The examples on how to use the scripts are given in the corresponding files' headers and also may be found in tests/shell/*.sh scripts.

• dayabay-access.py — Demonstrate how to access some of the Daya Bay data from the model.
• dayabay-plot-all-outputs.py — iterate over each node (group of nodes) of the model and plot it contents with matplotlib to a pdf file. The titles and labels are generated based on the yaml file, shared with the model. The script produces the directory structure of pdf files, resembling the internal organization of the storage.
• dayabay-plot-all-subgraphs.py — iterate over each node and plot sub-graph by advancing up to two layers behind the current node and one layer forward. The sub-graphs are saved into graphviz's dot files and may be opened interactively.
• dayabay-plot-detector-data.py — plot time dependent detector data.
• dayabay-plot-neutrino-rate-data.py — plot time dependent neutrino rate data.
• dayabay-print-internal-data.py — print the contents of the internal storage to the stdout. May print free, constrained or fixed parameters; the internal and final arrays. Print path, values and uncertainties (for parameters), dimensions (for arrays) and their text description, derived from the yaml file.
• dayabay-print-parameters-latex.py — for each group of parameters creates a latex file with information, including name, description, values and uncertainties.
• dayabay-print-parameters-text.py — save the list of parameters into a text file including names, values and uncertainties.
• dayabay-print-summary.py — print Daya Bay summary data to stdout or to output files. Yields 4 tables: for each of 3 data taking periods and a total one. The results correspond to the Table I from Physical Review Letters 130, 161802 (2023).
• dayabay-save-detector-response-matrices.py — compute and save the detector response matrices and, optionally, plot them.
• dayabay-save-outputs-to-root.py — save the memory buffer of each output in the storage to the root file, preserving the location structure.
• dayabay-save-parameters-to-latex-datax.py — save the current values, central values and uncertainties of the parameters to the tex file to be used with LaTeX datax package.

Other files

src/dayabay_model/

This is the source folder of the package. In the root it contains:

• model_dayabay.py — the model itself. It contains all necessary definitions for reading the input data and building the model, including a few χ² constructions. This is the main part of the data preservation code and contains lots of comments explaining the physics and calculation procedure. This is the first file to be reviewed.
• model_dayabay.yaml — dictionary with labels. A supplementary file for the model, which includes text and latex labels for the nodes and outputs of the model to be used for printing, plotting and I/O.

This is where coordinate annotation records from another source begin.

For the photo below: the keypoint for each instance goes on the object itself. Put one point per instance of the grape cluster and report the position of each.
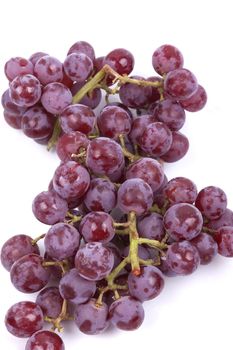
(117, 226)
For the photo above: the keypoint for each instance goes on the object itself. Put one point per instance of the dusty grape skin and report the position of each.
(75, 288)
(49, 208)
(94, 261)
(56, 97)
(78, 66)
(16, 247)
(101, 195)
(206, 246)
(196, 102)
(171, 113)
(183, 221)
(138, 126)
(82, 47)
(147, 169)
(178, 149)
(91, 318)
(167, 58)
(126, 313)
(151, 226)
(104, 156)
(45, 340)
(50, 302)
(224, 239)
(77, 117)
(17, 66)
(148, 285)
(156, 139)
(182, 258)
(113, 121)
(23, 319)
(180, 83)
(25, 90)
(62, 241)
(48, 69)
(180, 190)
(28, 275)
(212, 202)
(71, 180)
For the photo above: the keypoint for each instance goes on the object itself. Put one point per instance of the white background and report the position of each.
(193, 312)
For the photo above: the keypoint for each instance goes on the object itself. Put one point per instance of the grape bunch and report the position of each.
(116, 226)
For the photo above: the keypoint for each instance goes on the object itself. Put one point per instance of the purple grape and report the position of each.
(50, 302)
(77, 117)
(56, 97)
(62, 241)
(91, 318)
(71, 180)
(48, 69)
(206, 246)
(49, 208)
(23, 319)
(135, 195)
(212, 202)
(126, 313)
(16, 247)
(101, 195)
(25, 90)
(147, 169)
(45, 340)
(183, 221)
(94, 261)
(182, 258)
(148, 285)
(75, 288)
(28, 274)
(167, 58)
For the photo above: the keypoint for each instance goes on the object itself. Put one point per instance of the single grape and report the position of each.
(16, 247)
(147, 285)
(196, 102)
(180, 190)
(178, 149)
(224, 239)
(45, 340)
(92, 318)
(147, 169)
(126, 313)
(71, 180)
(135, 195)
(182, 258)
(28, 274)
(94, 261)
(49, 208)
(50, 302)
(113, 121)
(77, 117)
(156, 139)
(75, 288)
(101, 195)
(212, 202)
(180, 83)
(151, 226)
(25, 90)
(23, 319)
(206, 246)
(62, 241)
(56, 97)
(17, 66)
(183, 221)
(167, 58)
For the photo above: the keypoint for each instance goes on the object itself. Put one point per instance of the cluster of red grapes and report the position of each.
(118, 226)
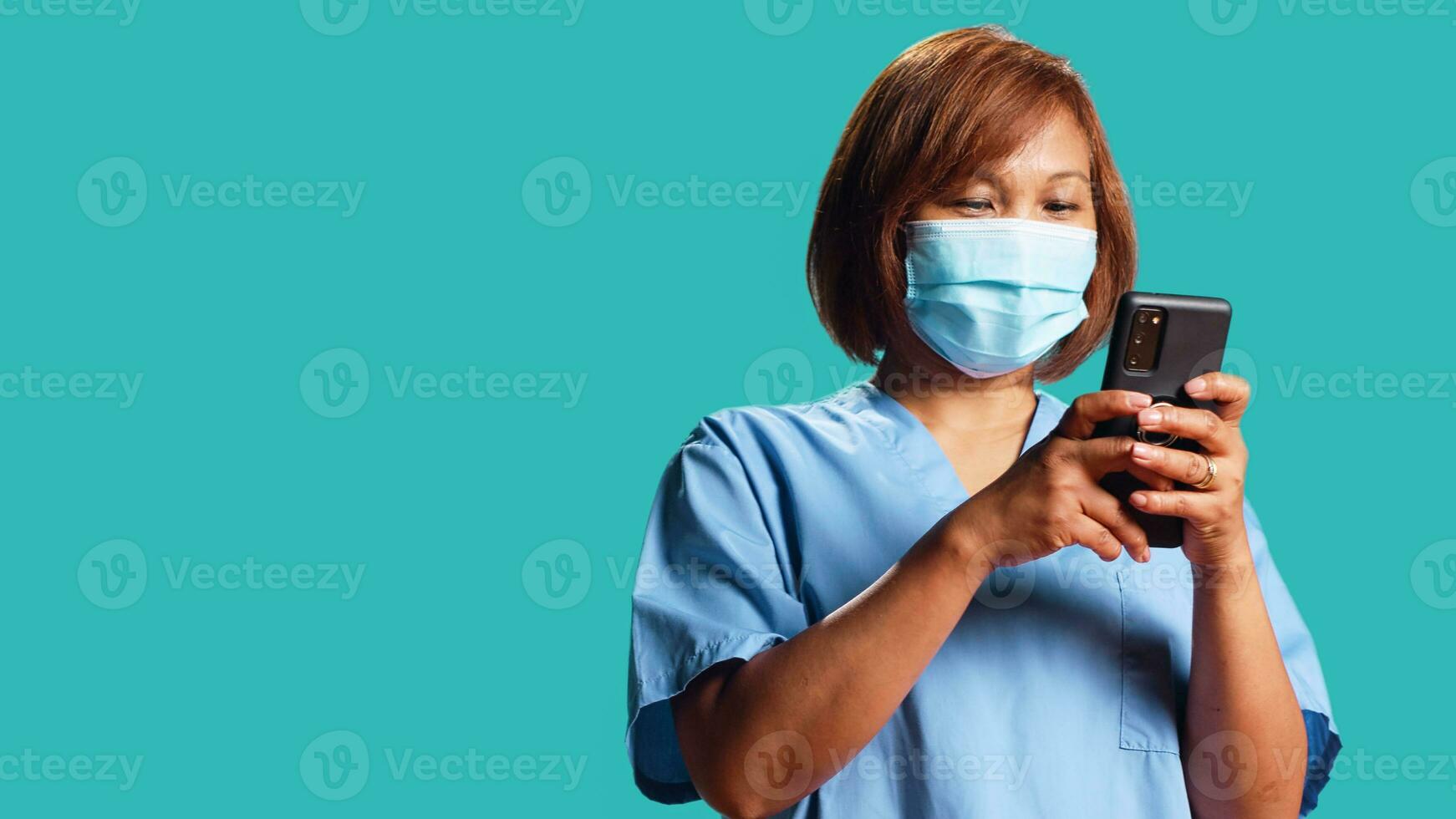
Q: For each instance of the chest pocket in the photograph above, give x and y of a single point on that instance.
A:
(1155, 616)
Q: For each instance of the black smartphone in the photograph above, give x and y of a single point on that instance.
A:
(1159, 343)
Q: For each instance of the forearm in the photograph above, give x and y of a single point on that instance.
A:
(1241, 703)
(833, 685)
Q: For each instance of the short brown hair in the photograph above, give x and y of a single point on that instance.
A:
(953, 104)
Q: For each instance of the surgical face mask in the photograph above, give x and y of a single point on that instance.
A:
(993, 296)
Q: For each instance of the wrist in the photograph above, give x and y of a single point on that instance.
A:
(1224, 569)
(967, 546)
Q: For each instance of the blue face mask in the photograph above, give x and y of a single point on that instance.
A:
(993, 296)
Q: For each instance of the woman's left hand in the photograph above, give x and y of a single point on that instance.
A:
(1213, 516)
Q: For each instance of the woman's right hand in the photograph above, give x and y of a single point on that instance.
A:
(1050, 498)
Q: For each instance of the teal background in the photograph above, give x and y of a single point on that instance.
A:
(1332, 267)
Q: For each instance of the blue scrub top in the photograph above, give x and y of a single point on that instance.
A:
(1059, 693)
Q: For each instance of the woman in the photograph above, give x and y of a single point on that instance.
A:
(912, 598)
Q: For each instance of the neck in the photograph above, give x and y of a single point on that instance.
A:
(951, 402)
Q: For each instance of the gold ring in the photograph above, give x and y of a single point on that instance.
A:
(1213, 473)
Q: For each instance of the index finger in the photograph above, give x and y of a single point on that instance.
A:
(1094, 408)
(1229, 392)
(1102, 455)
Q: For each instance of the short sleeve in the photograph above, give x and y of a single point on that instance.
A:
(1302, 662)
(710, 588)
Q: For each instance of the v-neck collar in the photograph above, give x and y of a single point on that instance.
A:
(922, 453)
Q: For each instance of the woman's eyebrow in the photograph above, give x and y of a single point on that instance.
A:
(1069, 175)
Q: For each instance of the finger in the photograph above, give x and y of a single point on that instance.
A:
(1149, 477)
(1197, 506)
(1094, 408)
(1193, 424)
(1102, 455)
(1177, 465)
(1097, 537)
(1229, 392)
(1114, 518)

src/dayabay_model/bundles/

These are the supplementary functions to work with some of the input data, which are called from within a model:

• refine_neutrino_rate_data.py — take averaged with a window of a few weeks neutrino rate data and build arrays with daily data for neutrino rate. The 0-th day is tied to the first Daya Bay's day of data taking. No interpolation is done, the values within the period are assigned to each day of the period.
• refine_detector_data.py — perform a similar process to the detector data and build arrays with efficiency, livetime and rate of accidentals.
• sync_neutrino_rate_detector_data.py — checks the consistency of the arrays produced by the previous scripts and ensured they are synced in time.
• refine_lsnl_data.py — interpolates and extrapolates input LSNL data.

Unit tests

• tests/test_model_dayabay.py — a unit test, which is run at GitLab CI (continuous integration) on each commit to main or to the branch, associated with merge request (pull request). It ensures the model may be run and evaluated.
• tests/test_data_formats.py — ensures that the model reading 4 different input format yields consistent results: fully consistent for binary formats, and almost consistent within relative accuracy of 10⁻¹¹ for the text format.